Validation and Benchmarks

Validation Suite

Cross-runtime validation script:

bash scripts/cv-validation-suite.sh --runtime both

Coverage cases include:

  • single-mode squeezing,
  • two-mode EPR + loss,
  • thermal + heterodyne,
  • single-mode Fock response.

Trace SLO Gate

bash scripts/trace-slo-check.sh --max-gates 512 --max-frame-ms 50

Compute Benchmarking

Smoke benchmark:

bash scripts/compute-benchmark.sh --backend gaussian --modes 2 --layers 16 --iterations 2 --compute-backends auto,cpu,metal --max-p95-ms 500

Scaling benchmark:

bash scripts/compute-benchmark-scaling.sh ...

Baseline Artifacts

  • benchmarks/schrosim-core-baseline.json
  • benchmarks/schrosim-core-scaling-baseline.json
  • benchmarks/compute-scaling-baseline.json

Benchmark Interpretation Guide

Use the benchmark scripts as gates, not just telemetry.

For compute-benchmark.sh:

  • Primary latency gate is --max-p95-ms (if provided).
  • Fail means the requested compute backend exceeded that p95 budget.

For compute-benchmark-scaling.sh:

  • Baseline comparison is enabled with --baseline <file>.
  • Baseline identity must match current run dimensions:
  • same simulation backend,
  • same compute backend list,
  • same modes list,
  • same layers list.
  • Backend routing consistency is strict:
  • compute_backend_candidate must match baseline,
  • compute_backend_used must match baseline.

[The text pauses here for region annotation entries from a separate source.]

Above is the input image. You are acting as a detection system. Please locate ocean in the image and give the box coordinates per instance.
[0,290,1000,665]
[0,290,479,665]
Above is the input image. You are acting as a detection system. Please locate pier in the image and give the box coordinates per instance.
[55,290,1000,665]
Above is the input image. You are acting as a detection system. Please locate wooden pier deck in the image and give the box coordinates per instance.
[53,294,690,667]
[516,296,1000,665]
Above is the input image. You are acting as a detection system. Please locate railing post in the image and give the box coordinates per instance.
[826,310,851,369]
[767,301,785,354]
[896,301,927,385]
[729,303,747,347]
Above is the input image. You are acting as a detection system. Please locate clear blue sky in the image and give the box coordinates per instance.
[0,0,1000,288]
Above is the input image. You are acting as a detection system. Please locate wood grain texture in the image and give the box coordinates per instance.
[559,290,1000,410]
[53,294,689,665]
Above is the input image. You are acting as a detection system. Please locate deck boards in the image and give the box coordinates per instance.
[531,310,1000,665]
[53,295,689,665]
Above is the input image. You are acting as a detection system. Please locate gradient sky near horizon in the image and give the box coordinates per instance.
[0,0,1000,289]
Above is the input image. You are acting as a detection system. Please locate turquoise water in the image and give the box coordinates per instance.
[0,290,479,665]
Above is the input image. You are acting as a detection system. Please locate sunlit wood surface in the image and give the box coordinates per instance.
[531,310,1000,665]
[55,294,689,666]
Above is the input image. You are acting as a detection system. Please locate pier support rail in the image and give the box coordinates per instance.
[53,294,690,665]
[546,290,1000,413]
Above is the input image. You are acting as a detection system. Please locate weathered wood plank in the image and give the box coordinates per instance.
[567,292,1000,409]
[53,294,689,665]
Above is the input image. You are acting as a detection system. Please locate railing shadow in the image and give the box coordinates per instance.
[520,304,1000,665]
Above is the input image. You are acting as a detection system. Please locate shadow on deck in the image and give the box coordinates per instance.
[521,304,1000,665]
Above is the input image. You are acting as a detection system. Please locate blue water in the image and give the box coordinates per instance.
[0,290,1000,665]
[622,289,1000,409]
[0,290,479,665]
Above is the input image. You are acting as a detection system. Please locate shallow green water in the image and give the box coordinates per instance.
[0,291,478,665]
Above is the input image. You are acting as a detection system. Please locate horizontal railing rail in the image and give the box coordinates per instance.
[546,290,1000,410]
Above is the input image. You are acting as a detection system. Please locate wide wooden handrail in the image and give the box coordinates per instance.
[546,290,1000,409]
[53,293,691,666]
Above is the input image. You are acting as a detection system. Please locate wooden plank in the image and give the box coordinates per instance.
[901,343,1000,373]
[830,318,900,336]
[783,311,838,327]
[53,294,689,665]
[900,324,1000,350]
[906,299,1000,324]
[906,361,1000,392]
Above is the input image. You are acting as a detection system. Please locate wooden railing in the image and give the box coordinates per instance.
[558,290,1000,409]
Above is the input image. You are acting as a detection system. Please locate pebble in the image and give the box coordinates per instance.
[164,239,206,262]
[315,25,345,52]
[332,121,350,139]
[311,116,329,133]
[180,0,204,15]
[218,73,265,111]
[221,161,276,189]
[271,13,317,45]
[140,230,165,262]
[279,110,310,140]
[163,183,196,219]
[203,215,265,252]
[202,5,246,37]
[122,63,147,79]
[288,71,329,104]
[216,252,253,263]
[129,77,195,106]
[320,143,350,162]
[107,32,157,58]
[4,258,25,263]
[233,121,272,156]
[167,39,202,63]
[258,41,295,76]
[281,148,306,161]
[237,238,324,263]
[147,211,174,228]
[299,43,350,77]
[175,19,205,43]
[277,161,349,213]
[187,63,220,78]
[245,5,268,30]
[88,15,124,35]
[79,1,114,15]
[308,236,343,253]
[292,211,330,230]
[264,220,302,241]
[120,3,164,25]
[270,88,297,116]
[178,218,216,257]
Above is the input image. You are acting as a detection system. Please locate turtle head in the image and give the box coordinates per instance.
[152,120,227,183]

Latency regression envelope (current implementation):

  • relative allowance: max-regression-pct (default 180),
  • absolute floors:
  • p95: baseline + 25 ms,
  • avg: baseline + 15 ms.

A row fails only when it exceeds the larger of:

  1. baseline * (1 + max-regression-pct/100), or
  2. baseline + absolute floor.

This avoids noisy failures for very small baselines while still catching large real regressions.

Practical CI Usage

Recommended gate order:

  1. bash scripts/cv-validation-suite.sh --runtime both
  2. bash scripts/trace-slo-check.sh --max-gates 512 --max-frame-ms 50
  3. bash scripts/compute-benchmark.sh ... --max-p95-ms <budget>
  4. bash scripts/compute-benchmark-scaling.sh --baseline benchmarks/compute-scaling-baseline.json --max-regression-pct 180

If step 4 fails on routing mismatch, treat it as a policy/routing regression, not a raw latency fluctuation.